輸出が拡大しただけではなく、日本国内においても、耐久消費財(洗濯機・電気冷蔵庫・テレビ・クーラー・自動車など)の需要が増え、日本人の生活は豊かになっていった。日本は、大衆消費社会となっていった。日本人は、生活水準の向上を目指して、一生懸命に働いたのだ。高度経済成長期には、たしかに第二次産業が大きく発展したが、その根底には、消費財を購入し、より豊かな生活がしたいという欲望が横たわっていたのである。

戦後の日本では軍事に対する投資が大きく減り、その分を経済成長のために投資することができた。
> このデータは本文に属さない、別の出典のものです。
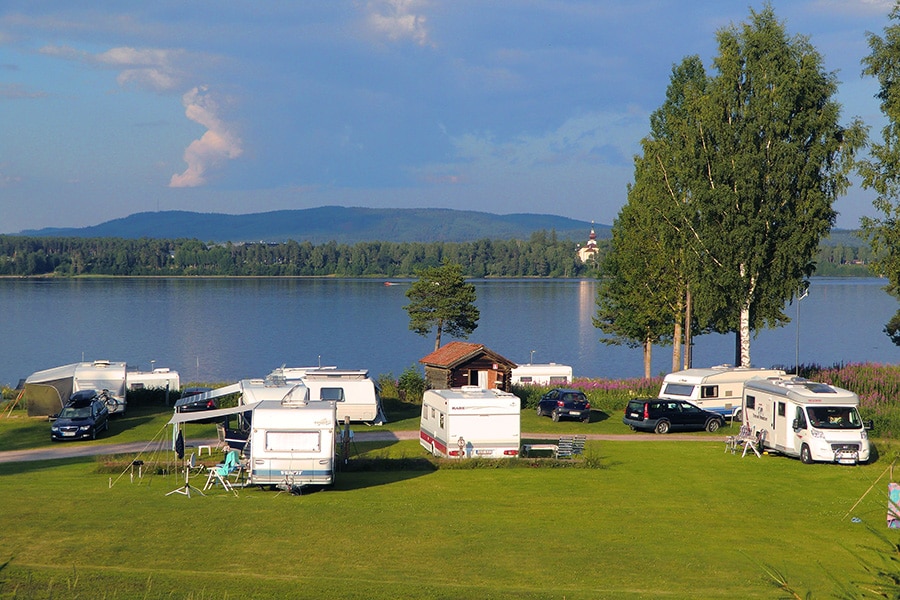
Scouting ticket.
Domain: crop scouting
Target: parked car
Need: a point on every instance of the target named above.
(84, 416)
(560, 402)
(662, 416)
(189, 403)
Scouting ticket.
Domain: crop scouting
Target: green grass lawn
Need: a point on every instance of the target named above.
(660, 519)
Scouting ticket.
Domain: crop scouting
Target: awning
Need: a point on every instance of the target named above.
(203, 415)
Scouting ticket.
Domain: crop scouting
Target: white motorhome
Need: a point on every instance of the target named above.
(291, 441)
(47, 391)
(470, 422)
(356, 395)
(716, 389)
(159, 379)
(814, 421)
(542, 374)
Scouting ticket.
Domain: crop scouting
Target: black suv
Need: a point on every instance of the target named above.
(661, 416)
(560, 403)
(84, 416)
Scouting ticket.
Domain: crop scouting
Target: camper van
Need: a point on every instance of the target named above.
(159, 379)
(356, 395)
(470, 422)
(292, 443)
(542, 374)
(814, 421)
(46, 392)
(716, 389)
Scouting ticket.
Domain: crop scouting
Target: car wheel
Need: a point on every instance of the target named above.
(806, 455)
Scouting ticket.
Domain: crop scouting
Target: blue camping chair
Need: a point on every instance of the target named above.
(220, 472)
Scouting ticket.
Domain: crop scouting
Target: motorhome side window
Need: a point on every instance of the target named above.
(334, 394)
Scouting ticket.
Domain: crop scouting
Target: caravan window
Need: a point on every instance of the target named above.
(709, 391)
(334, 394)
(293, 441)
(679, 389)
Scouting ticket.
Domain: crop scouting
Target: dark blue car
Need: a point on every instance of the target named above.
(84, 416)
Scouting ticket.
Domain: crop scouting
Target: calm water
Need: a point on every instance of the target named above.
(224, 330)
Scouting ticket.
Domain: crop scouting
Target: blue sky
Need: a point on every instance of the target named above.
(507, 106)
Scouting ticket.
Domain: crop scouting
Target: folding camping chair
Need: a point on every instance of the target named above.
(220, 472)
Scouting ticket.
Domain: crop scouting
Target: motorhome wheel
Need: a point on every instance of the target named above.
(806, 455)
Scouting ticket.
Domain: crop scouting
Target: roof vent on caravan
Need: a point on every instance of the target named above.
(298, 396)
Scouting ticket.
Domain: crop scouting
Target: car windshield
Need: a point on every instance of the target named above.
(71, 412)
(834, 417)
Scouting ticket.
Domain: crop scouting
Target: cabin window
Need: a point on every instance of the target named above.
(293, 441)
(333, 394)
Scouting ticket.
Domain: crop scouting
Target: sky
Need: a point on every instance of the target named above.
(112, 108)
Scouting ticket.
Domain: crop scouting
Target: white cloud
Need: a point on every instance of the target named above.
(216, 145)
(399, 19)
(154, 69)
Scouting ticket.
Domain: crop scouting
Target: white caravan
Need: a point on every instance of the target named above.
(46, 392)
(356, 395)
(802, 418)
(470, 422)
(542, 374)
(291, 441)
(157, 379)
(716, 389)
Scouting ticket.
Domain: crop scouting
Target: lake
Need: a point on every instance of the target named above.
(227, 329)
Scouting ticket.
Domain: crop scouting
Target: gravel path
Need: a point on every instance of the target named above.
(76, 450)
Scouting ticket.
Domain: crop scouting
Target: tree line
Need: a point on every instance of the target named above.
(542, 255)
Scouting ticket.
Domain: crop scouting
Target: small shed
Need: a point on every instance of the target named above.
(461, 363)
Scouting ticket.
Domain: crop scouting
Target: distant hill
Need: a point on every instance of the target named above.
(333, 223)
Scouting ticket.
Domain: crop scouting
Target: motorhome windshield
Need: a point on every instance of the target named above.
(679, 389)
(834, 417)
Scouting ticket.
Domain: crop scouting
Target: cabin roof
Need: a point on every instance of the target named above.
(456, 353)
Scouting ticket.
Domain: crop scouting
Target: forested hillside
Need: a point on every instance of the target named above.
(542, 255)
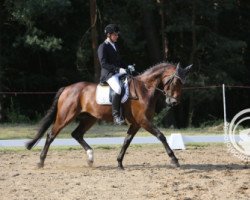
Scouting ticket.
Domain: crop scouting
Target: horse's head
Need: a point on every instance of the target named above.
(172, 80)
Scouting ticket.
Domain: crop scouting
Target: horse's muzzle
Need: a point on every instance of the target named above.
(171, 101)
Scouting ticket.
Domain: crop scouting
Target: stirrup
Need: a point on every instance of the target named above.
(119, 121)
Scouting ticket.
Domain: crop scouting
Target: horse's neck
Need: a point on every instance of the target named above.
(151, 81)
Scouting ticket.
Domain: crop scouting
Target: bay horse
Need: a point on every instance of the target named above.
(78, 101)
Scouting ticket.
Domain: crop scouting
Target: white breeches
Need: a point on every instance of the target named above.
(114, 83)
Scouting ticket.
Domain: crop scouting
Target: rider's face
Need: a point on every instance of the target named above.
(113, 37)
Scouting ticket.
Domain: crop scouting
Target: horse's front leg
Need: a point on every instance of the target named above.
(130, 135)
(154, 131)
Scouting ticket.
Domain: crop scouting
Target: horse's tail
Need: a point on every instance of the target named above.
(46, 121)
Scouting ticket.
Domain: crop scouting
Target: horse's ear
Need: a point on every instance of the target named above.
(187, 69)
(177, 66)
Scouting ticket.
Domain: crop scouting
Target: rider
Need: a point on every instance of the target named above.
(111, 68)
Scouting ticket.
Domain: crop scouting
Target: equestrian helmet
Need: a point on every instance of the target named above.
(111, 28)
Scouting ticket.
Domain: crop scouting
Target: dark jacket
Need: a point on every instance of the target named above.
(110, 61)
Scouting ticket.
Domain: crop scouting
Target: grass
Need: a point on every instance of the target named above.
(19, 131)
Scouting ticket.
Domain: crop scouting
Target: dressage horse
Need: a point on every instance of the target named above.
(77, 101)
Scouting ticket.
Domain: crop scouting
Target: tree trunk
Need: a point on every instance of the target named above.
(164, 39)
(194, 43)
(151, 33)
(93, 19)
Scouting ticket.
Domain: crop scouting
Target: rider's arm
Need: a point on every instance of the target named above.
(102, 56)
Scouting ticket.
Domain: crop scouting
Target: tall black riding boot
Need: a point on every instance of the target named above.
(116, 102)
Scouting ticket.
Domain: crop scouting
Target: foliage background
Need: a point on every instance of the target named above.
(47, 44)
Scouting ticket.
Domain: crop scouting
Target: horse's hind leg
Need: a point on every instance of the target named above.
(85, 124)
(130, 135)
(60, 123)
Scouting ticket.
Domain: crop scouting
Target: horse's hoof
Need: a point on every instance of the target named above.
(90, 160)
(175, 163)
(90, 163)
(40, 165)
(120, 167)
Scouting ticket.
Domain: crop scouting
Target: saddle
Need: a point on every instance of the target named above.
(104, 92)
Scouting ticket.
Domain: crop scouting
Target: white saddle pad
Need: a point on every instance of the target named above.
(102, 94)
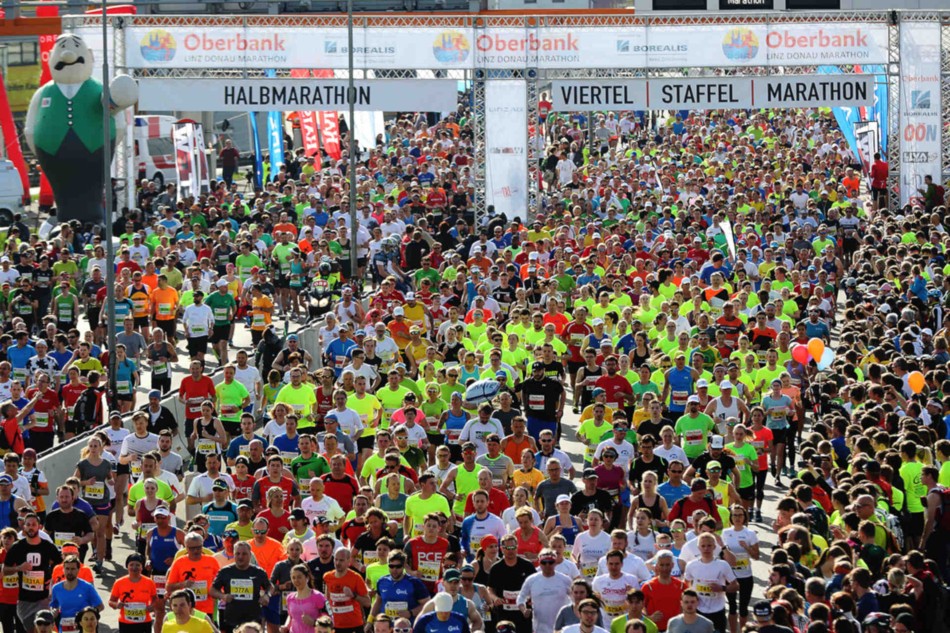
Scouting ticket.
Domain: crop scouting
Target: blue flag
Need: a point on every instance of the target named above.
(258, 156)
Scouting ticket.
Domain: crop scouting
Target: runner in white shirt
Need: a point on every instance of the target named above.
(632, 563)
(711, 578)
(548, 590)
(591, 545)
(612, 587)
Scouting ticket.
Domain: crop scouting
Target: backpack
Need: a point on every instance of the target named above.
(819, 521)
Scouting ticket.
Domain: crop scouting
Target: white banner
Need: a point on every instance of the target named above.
(715, 45)
(920, 123)
(315, 95)
(288, 47)
(506, 147)
(695, 93)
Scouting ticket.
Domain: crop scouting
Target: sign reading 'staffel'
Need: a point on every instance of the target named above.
(694, 93)
(313, 95)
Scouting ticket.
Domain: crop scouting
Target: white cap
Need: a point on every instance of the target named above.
(443, 602)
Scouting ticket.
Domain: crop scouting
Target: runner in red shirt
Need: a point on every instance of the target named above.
(618, 390)
(47, 416)
(426, 552)
(575, 336)
(194, 389)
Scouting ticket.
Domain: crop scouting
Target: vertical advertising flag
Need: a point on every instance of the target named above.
(506, 146)
(920, 106)
(275, 136)
(258, 155)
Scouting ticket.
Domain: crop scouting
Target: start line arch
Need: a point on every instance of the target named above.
(509, 59)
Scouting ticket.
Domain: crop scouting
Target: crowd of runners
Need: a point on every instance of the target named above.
(719, 306)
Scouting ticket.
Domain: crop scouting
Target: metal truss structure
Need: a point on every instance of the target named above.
(538, 79)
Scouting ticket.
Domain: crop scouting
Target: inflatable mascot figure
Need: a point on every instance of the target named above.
(64, 129)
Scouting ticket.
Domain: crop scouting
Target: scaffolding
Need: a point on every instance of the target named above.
(537, 77)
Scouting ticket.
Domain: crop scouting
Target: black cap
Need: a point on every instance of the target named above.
(44, 616)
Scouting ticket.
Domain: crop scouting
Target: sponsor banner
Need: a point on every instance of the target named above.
(506, 146)
(920, 106)
(715, 45)
(745, 5)
(288, 47)
(248, 95)
(693, 93)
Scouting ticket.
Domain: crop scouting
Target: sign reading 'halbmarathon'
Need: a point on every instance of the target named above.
(695, 93)
(250, 95)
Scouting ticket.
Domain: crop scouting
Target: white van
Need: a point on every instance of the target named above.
(154, 149)
(11, 192)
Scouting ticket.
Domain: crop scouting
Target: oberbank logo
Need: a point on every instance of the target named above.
(451, 47)
(740, 43)
(158, 45)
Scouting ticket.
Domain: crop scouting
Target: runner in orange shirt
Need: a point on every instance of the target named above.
(267, 551)
(134, 595)
(346, 594)
(164, 308)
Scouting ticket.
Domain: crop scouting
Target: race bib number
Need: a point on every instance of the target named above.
(429, 573)
(536, 402)
(33, 581)
(242, 589)
(135, 612)
(41, 420)
(694, 438)
(395, 609)
(96, 491)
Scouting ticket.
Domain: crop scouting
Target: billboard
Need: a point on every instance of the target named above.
(636, 46)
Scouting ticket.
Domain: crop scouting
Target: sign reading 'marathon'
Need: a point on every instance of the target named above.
(248, 95)
(695, 93)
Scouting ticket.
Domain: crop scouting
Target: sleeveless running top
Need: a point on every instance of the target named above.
(569, 533)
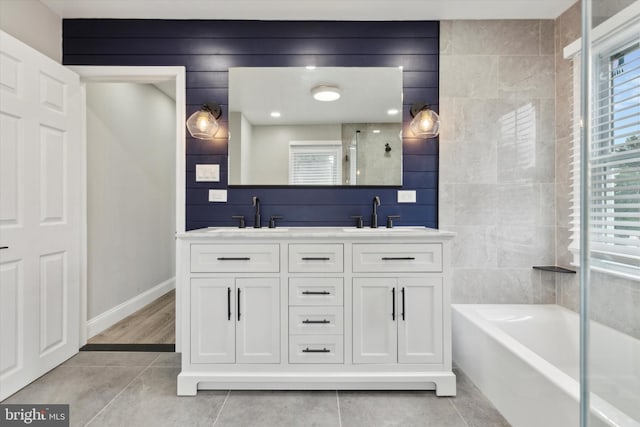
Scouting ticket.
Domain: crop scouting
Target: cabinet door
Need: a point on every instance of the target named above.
(258, 320)
(212, 321)
(420, 320)
(374, 327)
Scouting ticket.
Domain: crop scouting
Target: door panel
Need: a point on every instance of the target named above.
(258, 320)
(40, 211)
(52, 175)
(420, 322)
(374, 329)
(53, 272)
(212, 319)
(10, 161)
(11, 316)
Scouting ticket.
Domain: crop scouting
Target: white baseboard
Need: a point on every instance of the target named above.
(114, 315)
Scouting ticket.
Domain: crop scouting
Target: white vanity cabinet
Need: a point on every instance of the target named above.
(235, 320)
(397, 320)
(315, 308)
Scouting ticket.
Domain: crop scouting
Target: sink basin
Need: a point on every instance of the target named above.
(382, 230)
(245, 230)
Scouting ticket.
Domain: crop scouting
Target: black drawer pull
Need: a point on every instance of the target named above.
(393, 304)
(316, 350)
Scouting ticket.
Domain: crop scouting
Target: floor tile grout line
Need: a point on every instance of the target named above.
(455, 408)
(221, 408)
(117, 395)
(339, 415)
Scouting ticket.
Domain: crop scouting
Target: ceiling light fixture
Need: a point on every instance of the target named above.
(326, 93)
(426, 122)
(203, 124)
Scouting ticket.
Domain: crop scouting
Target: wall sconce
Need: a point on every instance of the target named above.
(203, 124)
(426, 122)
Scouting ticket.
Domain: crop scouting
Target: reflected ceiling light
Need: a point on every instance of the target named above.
(426, 122)
(326, 93)
(203, 124)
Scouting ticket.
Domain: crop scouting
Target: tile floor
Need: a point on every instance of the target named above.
(139, 389)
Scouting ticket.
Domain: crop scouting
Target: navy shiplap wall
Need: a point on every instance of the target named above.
(208, 48)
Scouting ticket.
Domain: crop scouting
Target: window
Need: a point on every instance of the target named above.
(615, 163)
(315, 163)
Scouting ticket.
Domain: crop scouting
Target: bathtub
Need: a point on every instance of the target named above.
(524, 358)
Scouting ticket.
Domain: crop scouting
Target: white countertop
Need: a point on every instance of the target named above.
(315, 232)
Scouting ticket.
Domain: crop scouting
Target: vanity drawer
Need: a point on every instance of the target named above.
(321, 258)
(315, 320)
(400, 258)
(315, 291)
(207, 258)
(316, 349)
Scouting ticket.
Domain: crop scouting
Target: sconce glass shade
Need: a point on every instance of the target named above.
(203, 124)
(425, 123)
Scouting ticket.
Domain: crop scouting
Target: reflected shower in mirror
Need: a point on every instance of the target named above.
(280, 135)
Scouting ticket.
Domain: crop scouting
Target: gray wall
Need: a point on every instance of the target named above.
(614, 301)
(130, 192)
(497, 148)
(34, 24)
(504, 176)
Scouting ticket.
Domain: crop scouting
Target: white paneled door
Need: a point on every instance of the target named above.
(40, 214)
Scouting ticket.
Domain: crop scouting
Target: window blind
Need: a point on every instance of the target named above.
(614, 203)
(315, 164)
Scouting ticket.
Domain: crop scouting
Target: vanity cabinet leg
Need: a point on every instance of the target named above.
(187, 386)
(446, 386)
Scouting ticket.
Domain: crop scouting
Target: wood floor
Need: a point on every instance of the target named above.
(152, 324)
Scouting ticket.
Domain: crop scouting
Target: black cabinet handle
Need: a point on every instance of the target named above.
(316, 350)
(238, 304)
(393, 304)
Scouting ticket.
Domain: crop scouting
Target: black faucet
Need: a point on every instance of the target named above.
(256, 218)
(374, 214)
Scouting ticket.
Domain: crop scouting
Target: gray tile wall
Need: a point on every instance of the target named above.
(497, 158)
(613, 301)
(505, 104)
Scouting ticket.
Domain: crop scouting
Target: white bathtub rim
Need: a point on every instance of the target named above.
(600, 407)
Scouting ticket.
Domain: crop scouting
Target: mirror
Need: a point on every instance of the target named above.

石油の一滴は血の一滴と言われた戦前・戦中とは異なり、原油価格は大きく低下した。それは1970年頃まで1バレルあたり2ドルを下回るほど安かった。

また日本では若い労働力が多かったので、賃金は比較的少なくてすんだ。1ドル=360円の固定相場制のもと、日本の経済力が上昇して実質的には円がそれ以上に強くなっても、実質円安のため、輸出を増大させることができた。

農業労働者の数が減少し、工業労働力として重要な若い労働者が都会に出てきた。市部と郡部の人口比をみると、1945年には27.8対72.2だったのが、1980年には76.2対23.8と逆転する。日本は急速に都市化した社会となった。